Sapphire, Mocha Pro & Particle Illusion ノードのアップデート
Silhouette内でBoris FXの姉妹製品の最新リリースを使用して、エフェクトの追加、コンポジットなどを行えます。
- Sapphire: 新しいVHSダメージエフェクト、新しいシネマティックレンズフレア、厳選されたプリセットで素晴らしいビジュアルを作成できます。
- Mocha Pro: 2つの新しいAIツール、複雑なショット用の強化された3Dカメラソルブワークフロー、合理化されたデータエクスポートにより、マスキングとトラッキングが高速化されます。
- Particle Illusion: リピートアニメーション機能やグラデーションとスプライトのコピー&ペースト機能など、新しいワークフローにより、豪華な3Dパーティクルアニメーションをより速く追加できます。
※Silhouetteがプラグインとして使用される場合、プラグイン内で別のプラグインを実行することに関連する技術的な制限により、SapphireとParticle Illusionは利用できません。

価格とシステム要件
Silhouetteは、MacOS12、Windows 10 および 11、Linuxで、スタンドアロンアプリケーションおよび/またはプラグインとして利用できます。ホストアプリケーションは、Adobe After Effects、Adobe Premiere Pro、Foundry Nuke、Blackmagic Resolve、Fusion、Autodesk Flameに対応しています。
より詳しいシステム要件はこちらから
ライセンスは永久ライセンスと年間/月ごとのサブスクリプションオプションが利用可能です。

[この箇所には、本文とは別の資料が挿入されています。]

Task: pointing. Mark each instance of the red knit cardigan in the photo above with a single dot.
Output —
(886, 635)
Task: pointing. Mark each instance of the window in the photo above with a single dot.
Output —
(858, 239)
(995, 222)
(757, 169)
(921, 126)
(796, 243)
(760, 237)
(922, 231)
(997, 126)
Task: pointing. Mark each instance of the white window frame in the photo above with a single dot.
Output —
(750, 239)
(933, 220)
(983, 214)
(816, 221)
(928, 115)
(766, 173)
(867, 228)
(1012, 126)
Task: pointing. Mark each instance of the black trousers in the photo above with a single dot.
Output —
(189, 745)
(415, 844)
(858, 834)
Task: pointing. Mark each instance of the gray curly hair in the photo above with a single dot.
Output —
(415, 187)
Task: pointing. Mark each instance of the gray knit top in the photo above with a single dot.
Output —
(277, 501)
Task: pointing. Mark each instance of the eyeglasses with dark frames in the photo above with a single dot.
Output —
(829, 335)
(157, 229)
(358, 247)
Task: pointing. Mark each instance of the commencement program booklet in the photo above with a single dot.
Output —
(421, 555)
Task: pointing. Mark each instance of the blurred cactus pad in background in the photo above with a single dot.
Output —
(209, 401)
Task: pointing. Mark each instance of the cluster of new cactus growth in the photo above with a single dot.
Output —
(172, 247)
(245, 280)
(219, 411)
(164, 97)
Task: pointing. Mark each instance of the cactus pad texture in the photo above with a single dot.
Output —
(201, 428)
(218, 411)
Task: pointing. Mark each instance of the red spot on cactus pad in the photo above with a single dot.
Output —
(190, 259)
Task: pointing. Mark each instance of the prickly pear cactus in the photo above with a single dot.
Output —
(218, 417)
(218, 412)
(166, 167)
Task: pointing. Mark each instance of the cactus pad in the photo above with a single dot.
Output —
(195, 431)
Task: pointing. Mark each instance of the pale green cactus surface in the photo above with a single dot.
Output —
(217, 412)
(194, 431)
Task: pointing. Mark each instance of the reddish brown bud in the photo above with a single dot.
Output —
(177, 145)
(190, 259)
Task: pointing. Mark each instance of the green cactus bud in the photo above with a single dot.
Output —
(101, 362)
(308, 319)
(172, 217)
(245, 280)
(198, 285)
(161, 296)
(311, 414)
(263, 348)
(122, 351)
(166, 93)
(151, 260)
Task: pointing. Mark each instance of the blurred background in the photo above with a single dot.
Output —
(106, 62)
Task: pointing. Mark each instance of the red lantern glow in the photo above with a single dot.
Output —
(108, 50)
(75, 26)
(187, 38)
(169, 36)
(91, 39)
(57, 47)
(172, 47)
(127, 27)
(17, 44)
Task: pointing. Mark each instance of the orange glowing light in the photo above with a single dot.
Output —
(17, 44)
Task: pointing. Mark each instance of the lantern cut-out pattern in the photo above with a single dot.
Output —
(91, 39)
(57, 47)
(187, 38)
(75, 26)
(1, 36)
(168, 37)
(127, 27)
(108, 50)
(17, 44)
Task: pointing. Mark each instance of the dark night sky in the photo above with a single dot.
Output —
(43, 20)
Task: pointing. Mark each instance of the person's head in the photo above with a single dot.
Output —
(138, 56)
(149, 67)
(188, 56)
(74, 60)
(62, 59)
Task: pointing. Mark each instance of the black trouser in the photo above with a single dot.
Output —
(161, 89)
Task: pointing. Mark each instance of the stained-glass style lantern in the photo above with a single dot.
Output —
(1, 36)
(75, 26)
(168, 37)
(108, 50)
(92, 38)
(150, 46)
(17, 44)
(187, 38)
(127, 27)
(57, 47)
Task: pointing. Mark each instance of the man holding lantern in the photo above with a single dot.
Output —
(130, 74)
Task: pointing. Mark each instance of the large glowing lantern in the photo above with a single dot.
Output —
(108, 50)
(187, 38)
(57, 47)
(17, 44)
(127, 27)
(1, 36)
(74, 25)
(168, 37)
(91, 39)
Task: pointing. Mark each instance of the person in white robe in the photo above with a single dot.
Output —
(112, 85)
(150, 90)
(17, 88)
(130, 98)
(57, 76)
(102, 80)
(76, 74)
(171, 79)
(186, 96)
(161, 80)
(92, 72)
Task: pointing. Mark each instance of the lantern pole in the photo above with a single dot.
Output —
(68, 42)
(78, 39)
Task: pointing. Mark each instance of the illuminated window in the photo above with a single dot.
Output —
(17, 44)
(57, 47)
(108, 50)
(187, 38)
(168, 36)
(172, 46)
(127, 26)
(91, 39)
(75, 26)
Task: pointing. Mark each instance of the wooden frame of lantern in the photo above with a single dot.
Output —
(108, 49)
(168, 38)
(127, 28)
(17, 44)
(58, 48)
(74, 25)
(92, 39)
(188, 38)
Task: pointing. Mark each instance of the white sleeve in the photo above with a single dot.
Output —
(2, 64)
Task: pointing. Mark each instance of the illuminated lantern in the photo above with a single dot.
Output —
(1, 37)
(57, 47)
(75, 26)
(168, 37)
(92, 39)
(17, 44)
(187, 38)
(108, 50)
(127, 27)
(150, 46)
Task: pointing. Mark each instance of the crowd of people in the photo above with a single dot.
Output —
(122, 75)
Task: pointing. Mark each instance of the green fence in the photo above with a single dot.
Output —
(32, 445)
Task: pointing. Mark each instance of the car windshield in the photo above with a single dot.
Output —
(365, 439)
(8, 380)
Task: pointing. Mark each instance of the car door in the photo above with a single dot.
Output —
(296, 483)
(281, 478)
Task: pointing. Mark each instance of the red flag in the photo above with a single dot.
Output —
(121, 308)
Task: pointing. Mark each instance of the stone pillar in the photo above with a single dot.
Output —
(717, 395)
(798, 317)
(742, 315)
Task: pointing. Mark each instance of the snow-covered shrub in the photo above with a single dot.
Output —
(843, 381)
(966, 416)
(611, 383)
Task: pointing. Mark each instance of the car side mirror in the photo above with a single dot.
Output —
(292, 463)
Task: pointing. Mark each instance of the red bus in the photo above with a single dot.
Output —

- シングルホスト( Adobe or OFX Hosts )
- マルチホスト + スタンドアロン
| サブスクリプション | 103ドル/月または545ドル/年 |
| 永久ライセンス ※12 か月間の無料アップグレードとサポート含む | 1,195ドル |
| サブスクリプション | 165ドル/月または875ドル/年 |
| 永久ライセンス ※12 か月間の無料アップグレードとサポート含む | 2,195ドル |
また、Boris FXのすべてのソフトウェアが含まれたBoris FX Suite にも含まれています。